Samhain insisted, "Really. Nobody planned it. It's just coincidence."
Tsk triple clacked and clapped its alien hands together and spread them out. The gesture said, 'new joke'. Then, Tsk and the pilot began to keen and clack again.
"Interrogative: that's funny too?" he said it with an irritation in his voice that he thought only the humans could detect, but the two bugs keened even harder when the translation came through.

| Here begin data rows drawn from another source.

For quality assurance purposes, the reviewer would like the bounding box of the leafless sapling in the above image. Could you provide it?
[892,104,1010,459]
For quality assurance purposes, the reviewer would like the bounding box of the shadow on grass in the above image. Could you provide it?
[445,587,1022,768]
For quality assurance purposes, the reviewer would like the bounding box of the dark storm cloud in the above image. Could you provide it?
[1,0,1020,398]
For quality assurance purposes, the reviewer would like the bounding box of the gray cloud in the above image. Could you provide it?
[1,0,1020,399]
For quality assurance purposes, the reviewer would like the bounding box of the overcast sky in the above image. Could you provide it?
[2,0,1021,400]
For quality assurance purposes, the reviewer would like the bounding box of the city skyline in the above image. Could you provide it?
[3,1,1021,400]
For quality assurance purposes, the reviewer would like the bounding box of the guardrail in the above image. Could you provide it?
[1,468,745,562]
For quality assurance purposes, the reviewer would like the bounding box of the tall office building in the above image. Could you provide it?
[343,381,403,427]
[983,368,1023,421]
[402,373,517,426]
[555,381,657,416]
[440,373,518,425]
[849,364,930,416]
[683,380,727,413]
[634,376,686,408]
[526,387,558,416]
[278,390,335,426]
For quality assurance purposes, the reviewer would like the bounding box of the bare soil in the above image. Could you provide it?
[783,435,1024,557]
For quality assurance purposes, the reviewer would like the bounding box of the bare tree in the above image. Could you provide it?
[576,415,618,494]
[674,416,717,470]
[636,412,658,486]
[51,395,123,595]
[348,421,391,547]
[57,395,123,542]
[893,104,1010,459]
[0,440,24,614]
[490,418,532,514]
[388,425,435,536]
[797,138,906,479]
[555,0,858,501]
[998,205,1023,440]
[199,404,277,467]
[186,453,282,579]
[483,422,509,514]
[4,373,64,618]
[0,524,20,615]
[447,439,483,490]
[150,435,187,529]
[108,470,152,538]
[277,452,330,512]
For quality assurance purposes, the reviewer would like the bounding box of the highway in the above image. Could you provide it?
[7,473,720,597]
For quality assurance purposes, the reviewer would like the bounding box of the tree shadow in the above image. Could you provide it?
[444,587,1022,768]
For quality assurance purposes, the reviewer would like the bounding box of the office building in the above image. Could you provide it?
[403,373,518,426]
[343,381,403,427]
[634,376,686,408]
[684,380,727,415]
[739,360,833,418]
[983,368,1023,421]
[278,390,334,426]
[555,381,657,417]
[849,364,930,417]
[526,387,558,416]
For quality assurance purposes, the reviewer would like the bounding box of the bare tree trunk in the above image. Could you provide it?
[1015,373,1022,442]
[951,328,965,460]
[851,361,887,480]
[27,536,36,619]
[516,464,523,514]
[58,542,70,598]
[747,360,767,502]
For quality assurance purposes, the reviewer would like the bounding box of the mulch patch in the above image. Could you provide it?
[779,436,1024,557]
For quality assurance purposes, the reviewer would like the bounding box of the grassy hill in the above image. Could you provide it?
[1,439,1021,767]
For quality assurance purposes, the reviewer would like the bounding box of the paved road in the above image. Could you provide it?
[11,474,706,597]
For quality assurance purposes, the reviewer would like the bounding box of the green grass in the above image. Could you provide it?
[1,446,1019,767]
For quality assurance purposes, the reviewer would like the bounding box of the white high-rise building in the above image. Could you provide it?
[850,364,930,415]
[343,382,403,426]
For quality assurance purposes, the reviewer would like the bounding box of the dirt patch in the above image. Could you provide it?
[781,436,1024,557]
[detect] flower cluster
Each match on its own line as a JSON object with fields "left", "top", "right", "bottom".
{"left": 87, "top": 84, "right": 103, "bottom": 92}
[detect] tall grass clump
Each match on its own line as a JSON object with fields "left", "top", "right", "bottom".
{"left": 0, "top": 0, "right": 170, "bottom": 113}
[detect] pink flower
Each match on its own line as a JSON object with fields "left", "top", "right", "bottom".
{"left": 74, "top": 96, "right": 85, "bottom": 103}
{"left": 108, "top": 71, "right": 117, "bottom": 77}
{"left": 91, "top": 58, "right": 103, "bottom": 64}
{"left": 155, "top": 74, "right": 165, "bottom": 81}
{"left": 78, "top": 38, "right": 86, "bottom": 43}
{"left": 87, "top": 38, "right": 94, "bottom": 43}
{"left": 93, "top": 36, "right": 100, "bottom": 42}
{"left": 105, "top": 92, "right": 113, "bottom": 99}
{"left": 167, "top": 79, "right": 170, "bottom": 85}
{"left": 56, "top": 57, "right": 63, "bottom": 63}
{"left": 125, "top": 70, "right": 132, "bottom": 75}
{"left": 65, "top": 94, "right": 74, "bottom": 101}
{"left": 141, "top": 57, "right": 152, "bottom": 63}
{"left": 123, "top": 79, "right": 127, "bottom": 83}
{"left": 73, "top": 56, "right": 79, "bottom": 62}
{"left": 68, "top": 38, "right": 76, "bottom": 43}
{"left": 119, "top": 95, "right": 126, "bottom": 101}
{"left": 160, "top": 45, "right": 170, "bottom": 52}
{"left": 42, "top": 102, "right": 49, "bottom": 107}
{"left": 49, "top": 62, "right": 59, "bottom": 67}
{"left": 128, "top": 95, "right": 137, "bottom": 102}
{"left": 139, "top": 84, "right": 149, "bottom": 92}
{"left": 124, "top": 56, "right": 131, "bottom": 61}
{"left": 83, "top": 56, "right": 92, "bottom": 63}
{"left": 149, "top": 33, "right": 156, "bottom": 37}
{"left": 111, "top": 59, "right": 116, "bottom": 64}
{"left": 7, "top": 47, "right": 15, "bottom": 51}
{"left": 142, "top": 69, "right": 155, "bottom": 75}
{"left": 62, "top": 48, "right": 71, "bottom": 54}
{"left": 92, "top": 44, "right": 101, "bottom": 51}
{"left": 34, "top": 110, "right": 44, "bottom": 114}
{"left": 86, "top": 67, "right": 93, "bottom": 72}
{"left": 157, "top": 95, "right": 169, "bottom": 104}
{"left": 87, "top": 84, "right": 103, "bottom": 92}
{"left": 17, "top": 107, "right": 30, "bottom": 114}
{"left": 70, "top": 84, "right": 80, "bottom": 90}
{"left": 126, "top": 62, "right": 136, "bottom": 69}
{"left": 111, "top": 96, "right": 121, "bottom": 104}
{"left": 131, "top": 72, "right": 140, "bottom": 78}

The pilot said, "Interrogative: he is here for Weirdlings?"
Samhain got the joke that time. It was a bit like the superstition about meeting the devil after speaking his name. Gellanden had been working with the Freezt. He would be, too. But nobody was talking about them. Instead, the unseen currents had pulled their thoughts to the Weirdlings, the supposed makers of the artifact his mentor had found.